UK follows U.S. footprints to hack cybercriminal entities

In an endless fight to counterattack ransomware threats, the United Kingdom has shown intentions of developing a cyber command team to “hunt” and infiltrate cybercriminal groups, according to high-level government officials.

The director of Britain’s signals intelligence agency (GCHQ), Jeremy Fleming, elaborated on the country’s plans at this year’s US Cipher Brief threat conference on Monday.

Fleming went forth and revealed that the UK endured a remarkable augmentation in cybercrimes, a situation that paved the way for the government to take additional procedures to combat any future threats to the country’s security infrastructure by implementing severe offensive operations.

Similar actions typically include governmental authorities employing their own procedures aimed at disabling servers controlled by cybercriminal groups, according to the Financial Times. 

Britain’s National Cyber Force, the country’s most recent cohesive command established last year, would be the main entity in charge of such counterattacks.

During the conference, Fleming implied that global authorities should proceed with additional measures to prevent any future breaches since they have failed to levy costs on underworld operators.

“The reason it [ransomware] is proliferating is because it works … criminals are making very good money from it and are often feeling that [it’s] largely uncontested,” Flemings stated throughout the conference.

“I’m pretty clear from an international law perspective and certainly from our domestic law perspective you can go after [criminal actors],” he added. 

The UK’s latest revelation to “hack the hackers” might not come as a shocker, as it came as a follow-up to Reuters’ report uncovering that the U.S. had initiated its operation to counter offend any potential attack led by the cybercriminal gang, REvil.

The FBI, alongside international partners, led a cybersecurity operation to infiltrate the group’s servers after it inexplicably vanished from the web in July, following its colossal breach on software company, Kesaya.

Throughout the cybercriminals’ disappearance phase, speculations circulating REvil’s state were vague, with some contemplating that the gang deliberately terminated its cybercrimes operations.

However, Reuters’ report uncovered that the gang was hacked by law enforcement operations targeting its network’s infrastructure.

At the time, U.S. law enforcement and intelligent cybersecurity experts succeeded in compromising the hackers’ network infrastructure signaling authorities’ first major federal operation victory to counteract ransomware activities.

The union between the UK and the U.S. paved the way for modernized tactics to fight cybercrimes. An alliance uniting global governmental powers to explicitly go after a ransomware attack and any group affiliated with these operations.

“There have been reports about such operations earlier,” DFIR Lab deputy head with cybersecurity firm Group-IB, Oleg Skulkin, informed Gizmodo in an e-mail.
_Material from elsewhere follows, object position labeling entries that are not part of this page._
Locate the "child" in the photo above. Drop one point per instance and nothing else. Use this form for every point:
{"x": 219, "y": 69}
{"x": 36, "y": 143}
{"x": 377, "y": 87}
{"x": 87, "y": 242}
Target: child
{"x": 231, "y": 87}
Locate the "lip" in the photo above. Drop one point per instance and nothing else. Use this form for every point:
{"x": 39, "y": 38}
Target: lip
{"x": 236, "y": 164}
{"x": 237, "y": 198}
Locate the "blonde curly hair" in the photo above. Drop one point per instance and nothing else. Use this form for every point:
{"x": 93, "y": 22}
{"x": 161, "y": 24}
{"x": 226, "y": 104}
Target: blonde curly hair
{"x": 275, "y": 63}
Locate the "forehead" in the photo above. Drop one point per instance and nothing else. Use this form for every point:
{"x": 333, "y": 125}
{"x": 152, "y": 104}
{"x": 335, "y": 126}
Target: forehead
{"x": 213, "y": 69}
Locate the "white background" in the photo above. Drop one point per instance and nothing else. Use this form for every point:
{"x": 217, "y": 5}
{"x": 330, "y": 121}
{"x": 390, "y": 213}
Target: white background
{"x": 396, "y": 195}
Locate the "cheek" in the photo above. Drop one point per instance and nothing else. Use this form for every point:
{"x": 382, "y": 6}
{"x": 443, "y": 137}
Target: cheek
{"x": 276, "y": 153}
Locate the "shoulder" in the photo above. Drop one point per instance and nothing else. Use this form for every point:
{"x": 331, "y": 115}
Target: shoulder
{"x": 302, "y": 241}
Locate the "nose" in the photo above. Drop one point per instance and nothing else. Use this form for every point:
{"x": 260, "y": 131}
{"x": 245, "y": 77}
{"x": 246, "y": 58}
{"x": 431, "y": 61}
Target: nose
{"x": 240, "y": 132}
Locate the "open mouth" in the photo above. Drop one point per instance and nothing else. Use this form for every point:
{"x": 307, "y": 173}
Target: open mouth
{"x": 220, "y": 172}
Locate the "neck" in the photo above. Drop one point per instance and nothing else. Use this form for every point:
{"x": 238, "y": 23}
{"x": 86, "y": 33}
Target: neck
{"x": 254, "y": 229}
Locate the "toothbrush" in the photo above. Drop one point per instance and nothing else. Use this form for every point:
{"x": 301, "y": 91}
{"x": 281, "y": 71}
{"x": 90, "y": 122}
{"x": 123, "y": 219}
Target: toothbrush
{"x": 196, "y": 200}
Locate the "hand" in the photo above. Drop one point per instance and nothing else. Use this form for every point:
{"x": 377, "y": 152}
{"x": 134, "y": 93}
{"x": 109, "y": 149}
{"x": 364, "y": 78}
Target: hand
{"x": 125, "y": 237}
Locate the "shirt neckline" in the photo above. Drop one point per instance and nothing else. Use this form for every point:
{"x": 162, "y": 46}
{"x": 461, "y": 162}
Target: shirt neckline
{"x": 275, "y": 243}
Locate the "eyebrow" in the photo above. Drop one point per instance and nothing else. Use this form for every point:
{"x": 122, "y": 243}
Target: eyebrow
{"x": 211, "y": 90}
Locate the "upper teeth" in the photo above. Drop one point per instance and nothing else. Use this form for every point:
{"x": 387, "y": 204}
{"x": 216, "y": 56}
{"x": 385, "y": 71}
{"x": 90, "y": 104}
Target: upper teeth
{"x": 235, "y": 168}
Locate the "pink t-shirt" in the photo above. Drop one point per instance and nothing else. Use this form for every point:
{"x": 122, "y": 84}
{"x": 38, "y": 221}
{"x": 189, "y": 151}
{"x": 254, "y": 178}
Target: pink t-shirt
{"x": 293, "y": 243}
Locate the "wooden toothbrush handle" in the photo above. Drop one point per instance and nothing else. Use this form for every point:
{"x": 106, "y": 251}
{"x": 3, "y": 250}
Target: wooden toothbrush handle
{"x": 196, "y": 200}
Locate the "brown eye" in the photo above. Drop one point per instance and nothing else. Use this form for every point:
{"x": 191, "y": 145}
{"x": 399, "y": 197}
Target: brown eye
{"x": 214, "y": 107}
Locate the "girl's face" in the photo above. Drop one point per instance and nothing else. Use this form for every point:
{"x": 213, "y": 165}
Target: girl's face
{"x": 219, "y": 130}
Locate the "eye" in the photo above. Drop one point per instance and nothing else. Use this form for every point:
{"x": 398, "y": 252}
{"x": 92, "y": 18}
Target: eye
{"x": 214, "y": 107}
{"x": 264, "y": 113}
“Last year, the U.S. Cyber Command carried out an operation in parallel with private sector players to take down the infamous TrickBot botnet ahead of the Election Day to prevent it from being used to launch an attack on IT systems supporting the election process,” Skulkin added.
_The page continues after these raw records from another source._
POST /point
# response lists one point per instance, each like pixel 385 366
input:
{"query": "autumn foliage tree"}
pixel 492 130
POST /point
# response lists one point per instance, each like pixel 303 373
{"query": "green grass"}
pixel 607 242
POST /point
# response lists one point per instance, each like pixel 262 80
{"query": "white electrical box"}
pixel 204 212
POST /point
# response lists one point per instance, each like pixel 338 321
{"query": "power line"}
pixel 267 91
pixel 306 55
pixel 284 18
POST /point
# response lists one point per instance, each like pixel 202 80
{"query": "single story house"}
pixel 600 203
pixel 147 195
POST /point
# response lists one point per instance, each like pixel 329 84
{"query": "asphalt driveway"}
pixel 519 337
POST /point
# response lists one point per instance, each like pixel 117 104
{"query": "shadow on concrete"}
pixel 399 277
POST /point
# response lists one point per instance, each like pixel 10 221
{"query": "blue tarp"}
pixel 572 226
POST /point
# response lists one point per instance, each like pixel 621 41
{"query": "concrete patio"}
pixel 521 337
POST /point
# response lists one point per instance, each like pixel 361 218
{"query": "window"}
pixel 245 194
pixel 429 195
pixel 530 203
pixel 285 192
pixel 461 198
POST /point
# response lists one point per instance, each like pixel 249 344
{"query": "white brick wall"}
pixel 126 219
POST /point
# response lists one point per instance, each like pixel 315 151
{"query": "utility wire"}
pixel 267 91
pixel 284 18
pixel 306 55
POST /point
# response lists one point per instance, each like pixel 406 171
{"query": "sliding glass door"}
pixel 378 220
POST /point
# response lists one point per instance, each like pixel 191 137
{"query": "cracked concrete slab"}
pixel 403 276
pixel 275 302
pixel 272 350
From another stance, Senior Security Architect with Recorded Future, Allan Liska, informed Gizmodo that the FBI’s state-of-the-art operational attacks on REvil’s servers marked the country’s most prominent step towards fighting cybercrime strategies.

It is still unclear which path the U.S. and UK will take to empower and heighten their strategic operations to fight ransomware threats, but the ever-growing national security risks from both China and Russia have pushed both countries to adopt stricter methodologies to face the rising ripple of cyberattacks.